Sunday, May 3, 2009

Seasonal Spotlight: Ramps and Asparaus Scramble

Getting up and out to the farmers market around 8:00 a.m. has its perks: namely fewer shoppers and the first pick of produce. But last Saturday, the greenmarket was teeming with good stuff, including piles upon piles of ramps. Taking my cue from the area chef making a produce run, I chose the $2.50-a-bunch stand. As I was picking over the pile, two different women stopped me asking what they were. "Oh, ramps? They're like wild leeks. You can saute them, you can grill them," I said authoritatively. Bet neither guessed I had never cooked them before! I also picked up some green and purple asparagus. This time, it was the guy at the stand (I'm guessing NOT the farmer), who asked me if the purple tasted any different from the green. I admitted I had no idea but that the purple sure looked pretty. However, after doing a little research at home, I learned that purple are supposed to be more tender and sweeter. My final haul consisted of two bunches of ramps ($5), a bag of red onions ($1.50), a seedless cucumber ($2), some fingerling potatoes ($.85), and 3/4 lb. of mixed green and purple asparagus ($3).

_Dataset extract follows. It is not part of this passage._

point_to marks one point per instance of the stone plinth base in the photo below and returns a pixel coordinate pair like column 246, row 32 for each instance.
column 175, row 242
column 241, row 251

Back home, I Googled "Bitten + ramp + egg" trying to find The New York Times Bitten food blog

posts about ramps last week. However, I stumbled across a recipe for scrambled eggs with morels, asparagus and ramps at The Bitten Word. The recipe originally from Bon Appetit, was really simple. With some slight tweaking based on the contents of my fridge, I was enjoying breakfast in less than 10 minutes. Now to decide what to do with the rest of my haul...

Spring Scramble Inspired by The Bitten Word and Bon Appetit I steamed the asparagus to speed up the cooking time and learned the hard way that the purple stalks discolor easily (which is why most recommend using them raw in salads). Ingredients 3 Ramps, bulbs and greens 2 Asparagus stalks, cut into 1 inch pieces 5 Button mushrooms, sliced 2 Egg whites 1 T. Grated Parmesan Butter Salt Pepper Method In a small skillet over medium-low heat, melt a blob of butter and start the mushrooms; do not season until they start to brown. In the meantime, steam asparagus on the stove top or in the microwave. Wash ramps very well (as you would leeks); chop and separate whites and greens. Once the mushrooms have some color, add ramp whites and sauté until softened. Add steamed asparagus and greens to skillet, season with salt and pepper; sauté until greens are wilted. Add egg whites and cook until just set. Season with extra pepper; finish with a grating of Parmesan.